Exploring the Stories Behind the Hunt
Since before stories of the four horsemen, stories persisted of the Wild Hunt. It’s often perceived as a maelstrom of wraiths and ghosts riding on horses and guided by hellhounds to hunt living souls and ferrel them to the afterlife. The Wild Hunt appear during times of conflict and strike fear into the hearts of travelers and warriors.
Natural phenomena that inspired the lore include rolling thunderstorms and forest fires. From Europe to Asia, the stories of the Wild Hunt had different origins and different natures. Either way, they all cause fear to the people of the regions. Even the bravest warriors fear the Wild Hunt.
The European Myths
Myths and legends of the Wild Hunt are interpreted differently in every region of Europe and in Hindu myths. In Norse myths they were similar to grim reapers, hunting the dead and the dying to take to the afterlife. In Christianity, the hunt was led by Satan to damn those that witnessed it.
In some stories the Wild Hunt is led by the fair folk, like fairies and elves. At the time much of the mysticism was meant to instill fear or caution. However, there are other tales of the hunts’ travels that bring wealth, luck, and bountiful harvest. The Wild Hunt had many names from the nordic “Ride of Asgard” to “The Santa Compana” in Spain.
Across the world there are tales and legends that bear similar themes to the Wild Hunt. They all consist of some phantom presence causing havoc or sweeping across the land. They include the essential elements of the Wild Hunt from marching in a place to people being wary of their presence.

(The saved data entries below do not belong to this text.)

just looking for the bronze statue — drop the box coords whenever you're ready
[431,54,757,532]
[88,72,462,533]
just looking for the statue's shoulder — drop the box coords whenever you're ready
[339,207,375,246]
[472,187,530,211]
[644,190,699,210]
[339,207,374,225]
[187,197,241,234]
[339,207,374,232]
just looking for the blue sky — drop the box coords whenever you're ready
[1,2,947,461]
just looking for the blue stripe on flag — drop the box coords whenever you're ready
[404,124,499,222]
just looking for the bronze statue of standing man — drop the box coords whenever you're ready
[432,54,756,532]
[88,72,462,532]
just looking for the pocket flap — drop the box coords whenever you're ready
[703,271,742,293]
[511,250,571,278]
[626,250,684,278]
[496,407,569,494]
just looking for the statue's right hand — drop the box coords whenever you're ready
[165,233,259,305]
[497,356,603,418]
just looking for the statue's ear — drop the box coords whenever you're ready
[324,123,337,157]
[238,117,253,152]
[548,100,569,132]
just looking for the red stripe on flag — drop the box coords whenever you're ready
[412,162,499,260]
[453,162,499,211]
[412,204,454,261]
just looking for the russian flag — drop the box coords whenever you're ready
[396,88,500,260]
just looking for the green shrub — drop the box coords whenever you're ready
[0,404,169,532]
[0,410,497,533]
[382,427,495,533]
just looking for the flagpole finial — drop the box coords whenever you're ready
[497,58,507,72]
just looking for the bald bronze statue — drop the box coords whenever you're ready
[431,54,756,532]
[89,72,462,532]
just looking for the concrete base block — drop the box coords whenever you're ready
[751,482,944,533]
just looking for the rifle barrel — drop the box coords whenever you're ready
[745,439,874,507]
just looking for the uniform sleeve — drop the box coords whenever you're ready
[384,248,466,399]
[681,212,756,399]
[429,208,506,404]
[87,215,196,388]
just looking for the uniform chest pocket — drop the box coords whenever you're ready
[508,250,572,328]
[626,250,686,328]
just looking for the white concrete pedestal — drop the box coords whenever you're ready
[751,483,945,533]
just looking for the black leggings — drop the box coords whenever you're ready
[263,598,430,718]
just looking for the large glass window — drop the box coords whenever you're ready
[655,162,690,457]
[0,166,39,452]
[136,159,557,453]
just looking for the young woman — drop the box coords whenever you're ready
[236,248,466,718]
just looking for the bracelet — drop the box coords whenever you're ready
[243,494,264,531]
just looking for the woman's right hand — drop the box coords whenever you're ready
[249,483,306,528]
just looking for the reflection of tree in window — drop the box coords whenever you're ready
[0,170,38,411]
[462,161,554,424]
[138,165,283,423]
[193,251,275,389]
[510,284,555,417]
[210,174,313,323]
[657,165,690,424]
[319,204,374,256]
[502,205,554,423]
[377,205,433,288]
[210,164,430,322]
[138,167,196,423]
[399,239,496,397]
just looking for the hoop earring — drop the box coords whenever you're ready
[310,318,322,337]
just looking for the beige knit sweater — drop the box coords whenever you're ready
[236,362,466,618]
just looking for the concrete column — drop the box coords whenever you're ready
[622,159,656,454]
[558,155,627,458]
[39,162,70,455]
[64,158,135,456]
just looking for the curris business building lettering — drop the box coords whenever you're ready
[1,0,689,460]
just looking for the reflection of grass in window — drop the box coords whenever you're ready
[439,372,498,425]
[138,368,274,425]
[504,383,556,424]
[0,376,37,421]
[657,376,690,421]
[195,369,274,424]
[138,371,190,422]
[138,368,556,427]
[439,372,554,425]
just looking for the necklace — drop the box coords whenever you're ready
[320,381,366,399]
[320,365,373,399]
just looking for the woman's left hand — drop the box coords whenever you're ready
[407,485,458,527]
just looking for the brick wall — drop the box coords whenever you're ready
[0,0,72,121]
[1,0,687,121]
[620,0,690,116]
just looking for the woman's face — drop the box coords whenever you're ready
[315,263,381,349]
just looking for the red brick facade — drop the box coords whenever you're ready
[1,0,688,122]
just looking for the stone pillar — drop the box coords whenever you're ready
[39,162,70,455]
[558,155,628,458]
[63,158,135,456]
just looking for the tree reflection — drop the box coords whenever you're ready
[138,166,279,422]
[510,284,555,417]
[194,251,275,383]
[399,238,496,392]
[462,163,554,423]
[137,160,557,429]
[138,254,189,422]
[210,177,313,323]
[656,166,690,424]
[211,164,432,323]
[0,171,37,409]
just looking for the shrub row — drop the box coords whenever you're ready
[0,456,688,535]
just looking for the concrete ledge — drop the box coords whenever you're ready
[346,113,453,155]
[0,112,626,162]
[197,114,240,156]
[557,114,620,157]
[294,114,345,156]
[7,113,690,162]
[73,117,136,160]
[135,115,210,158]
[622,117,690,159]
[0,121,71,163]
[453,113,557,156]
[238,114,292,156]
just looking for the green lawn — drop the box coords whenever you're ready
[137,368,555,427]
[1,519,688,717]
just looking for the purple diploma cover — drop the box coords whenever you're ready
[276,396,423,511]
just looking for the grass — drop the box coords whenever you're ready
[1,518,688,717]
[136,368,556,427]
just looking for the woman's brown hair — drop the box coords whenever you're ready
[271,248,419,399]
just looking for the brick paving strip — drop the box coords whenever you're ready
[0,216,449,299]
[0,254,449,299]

One example is the Japanese Night Parade of One Hundred Demons. Also known as the hyakki-yakō, legions of different yokai march across the capital of Japan. Any poor soul that witnesses the parade will get spirited away. Hawaiian myths have the “Night Marchers” that operate similarly to the Wild Hunt.
The Wild Hunt appeared in several forms on screens, mostly as armies of fearsome ghosts or a small group of spectral horsemen. One of the most iconic movies with something similar to the Wild Hunt is The Legend of Sleepy Hollow featuring the Headless Horseman hunting for prey.

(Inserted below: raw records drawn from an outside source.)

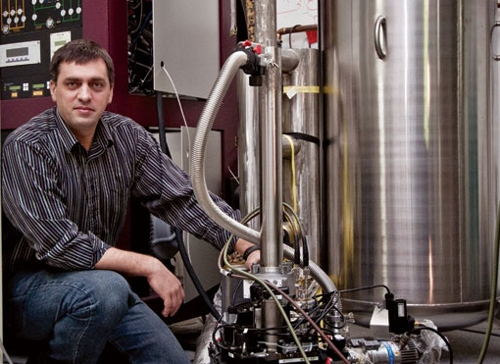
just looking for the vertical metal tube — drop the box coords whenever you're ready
[254,0,282,270]
[282,49,321,265]
[254,0,282,352]
[237,73,261,231]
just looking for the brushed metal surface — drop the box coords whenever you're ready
[282,48,322,266]
[322,0,497,328]
[237,72,261,231]
[238,49,322,266]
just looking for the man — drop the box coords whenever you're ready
[2,39,260,364]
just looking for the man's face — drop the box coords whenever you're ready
[50,59,114,137]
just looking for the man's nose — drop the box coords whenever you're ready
[78,84,92,100]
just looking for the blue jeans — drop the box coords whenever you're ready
[5,268,190,364]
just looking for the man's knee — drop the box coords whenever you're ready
[4,269,135,356]
[61,270,132,322]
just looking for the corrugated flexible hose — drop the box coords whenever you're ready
[190,50,338,295]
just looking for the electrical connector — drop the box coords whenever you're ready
[385,293,415,334]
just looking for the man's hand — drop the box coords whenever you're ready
[234,238,261,270]
[95,247,185,317]
[147,262,185,317]
[244,249,261,270]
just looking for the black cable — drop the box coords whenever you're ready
[339,284,391,295]
[212,323,229,351]
[301,235,309,267]
[156,92,169,155]
[288,24,301,48]
[212,321,291,352]
[283,132,320,146]
[175,227,221,321]
[317,292,343,323]
[131,10,152,46]
[314,293,344,327]
[155,92,222,321]
[315,294,344,327]
[293,232,301,265]
[292,292,345,330]
[292,297,320,329]
[407,326,453,364]
[282,204,307,266]
[265,281,351,364]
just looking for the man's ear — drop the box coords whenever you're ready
[108,85,114,104]
[49,80,57,102]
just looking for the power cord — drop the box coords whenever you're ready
[160,64,191,151]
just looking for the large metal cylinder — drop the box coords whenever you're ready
[322,0,497,329]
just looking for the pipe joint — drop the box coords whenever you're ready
[236,40,267,86]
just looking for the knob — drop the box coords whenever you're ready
[46,17,54,28]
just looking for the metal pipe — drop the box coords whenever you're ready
[230,0,237,36]
[253,0,282,352]
[281,135,301,159]
[277,24,318,40]
[281,48,300,73]
[254,0,282,270]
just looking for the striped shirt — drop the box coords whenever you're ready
[2,107,240,273]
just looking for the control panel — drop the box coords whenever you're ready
[0,40,40,67]
[0,0,82,99]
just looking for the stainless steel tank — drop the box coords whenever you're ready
[322,0,498,329]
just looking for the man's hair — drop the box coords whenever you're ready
[50,39,115,86]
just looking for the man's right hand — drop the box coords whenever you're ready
[147,261,185,317]
[95,247,185,317]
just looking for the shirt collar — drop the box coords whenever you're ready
[53,108,79,153]
[53,107,114,153]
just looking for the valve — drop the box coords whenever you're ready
[235,40,266,86]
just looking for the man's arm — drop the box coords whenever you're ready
[95,239,260,317]
[95,247,184,317]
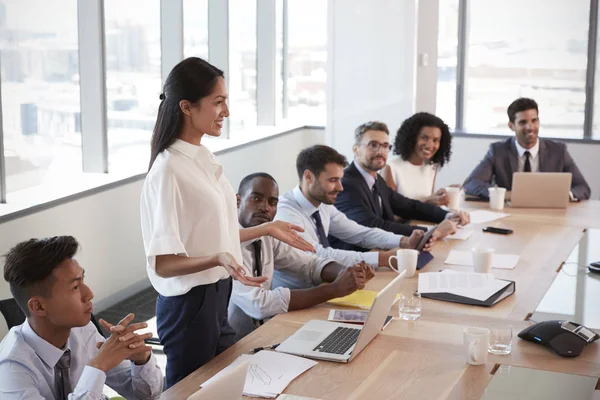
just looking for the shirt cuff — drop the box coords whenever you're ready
[311,259,333,285]
[131,353,158,380]
[384,234,402,250]
[569,191,577,201]
[146,235,187,257]
[73,366,106,397]
[362,252,379,267]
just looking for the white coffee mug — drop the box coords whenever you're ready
[472,247,494,273]
[446,187,462,210]
[488,187,506,211]
[464,327,490,365]
[389,249,419,278]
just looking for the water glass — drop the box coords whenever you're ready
[399,291,422,320]
[488,323,512,355]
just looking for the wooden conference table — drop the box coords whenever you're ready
[162,201,600,400]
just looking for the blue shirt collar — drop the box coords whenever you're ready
[22,319,70,369]
[292,185,319,216]
[353,160,377,190]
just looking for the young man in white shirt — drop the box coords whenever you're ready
[0,236,163,399]
[276,145,430,269]
[229,173,374,340]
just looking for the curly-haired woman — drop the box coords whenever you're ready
[381,112,455,206]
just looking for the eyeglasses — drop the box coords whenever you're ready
[361,141,392,153]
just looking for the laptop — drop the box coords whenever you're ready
[188,361,249,400]
[510,172,572,209]
[276,271,405,363]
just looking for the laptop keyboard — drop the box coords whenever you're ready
[313,326,361,355]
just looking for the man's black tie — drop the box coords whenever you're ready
[372,182,383,217]
[312,211,330,248]
[55,349,72,400]
[251,240,264,326]
[252,240,262,277]
[524,151,531,173]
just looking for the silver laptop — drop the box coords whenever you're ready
[511,172,572,209]
[276,271,405,363]
[188,360,249,400]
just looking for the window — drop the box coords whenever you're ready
[0,0,82,196]
[286,0,327,124]
[436,0,459,130]
[593,4,600,139]
[183,0,208,59]
[229,0,257,134]
[104,0,161,173]
[464,0,589,139]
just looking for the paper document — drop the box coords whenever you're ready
[328,290,401,309]
[201,351,317,398]
[418,271,510,301]
[468,210,510,224]
[446,229,475,240]
[444,250,520,269]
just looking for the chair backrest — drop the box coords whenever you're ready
[0,298,26,340]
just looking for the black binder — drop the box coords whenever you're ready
[421,279,515,307]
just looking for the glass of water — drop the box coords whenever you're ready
[399,291,422,320]
[488,323,512,355]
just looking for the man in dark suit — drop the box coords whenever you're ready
[464,97,591,200]
[333,121,469,249]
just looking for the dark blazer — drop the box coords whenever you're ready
[464,137,591,200]
[331,162,448,251]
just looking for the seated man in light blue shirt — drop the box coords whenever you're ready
[0,236,163,399]
[229,173,373,340]
[276,145,428,270]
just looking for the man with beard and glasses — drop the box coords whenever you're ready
[228,173,373,340]
[332,122,468,251]
[275,145,428,274]
[464,97,590,200]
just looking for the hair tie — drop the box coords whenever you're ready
[159,93,166,100]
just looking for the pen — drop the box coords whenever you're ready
[251,343,280,353]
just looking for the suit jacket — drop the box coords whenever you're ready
[331,162,448,250]
[463,137,591,200]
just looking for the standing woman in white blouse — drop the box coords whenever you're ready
[381,112,455,206]
[140,57,315,388]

In Tolkein’s Lord of the Rings, the nine Nazgul are wraiths that started as black riders on hellish horses hunting for the Ring-bearer Frodo. In the third book and film, Return of the King, Aragorn commanded an army of spectral warriors to defeat a legion of orcs. Both of these instances are examples of the Wild Hunt used as inspiration for films.
Video Game Bosses
In most video games, the legend is introduced as optional bosses and enemies that are extremely difficult. In Dark Souls, there is the forest hunter covenant that’s a playable Wild Hunt. Players in this covenant can invade other player’s worlds and hunt them down for items.
The myth plays a prominent role throughout the Witcher video game series. They are a group of dimension traveling elves who leave behind spiritual apparitions wherever they go. In Witcher 3: The Wild Hunt, they are the main antagonists pursuing Ciri and menacing Geralt.
Like many stories in myths and legends, the Wild Hunt is a tale as old as time. Inspiring the biblical Horsemen of the Apocalypse and dullahans as the headless horseman. The Wild Hunt is up there with sea monsters and dragons in unconscious representation throughout human history and mythology.
While gaining modern popularity due to the success of the Witcher series, the Wild Hunt continues to be used as a scary plot device. When adventurers and travelers make their way through the darkness they must beware as the sounds of horses and hellhounds mark the arrival of the Wild Hunt.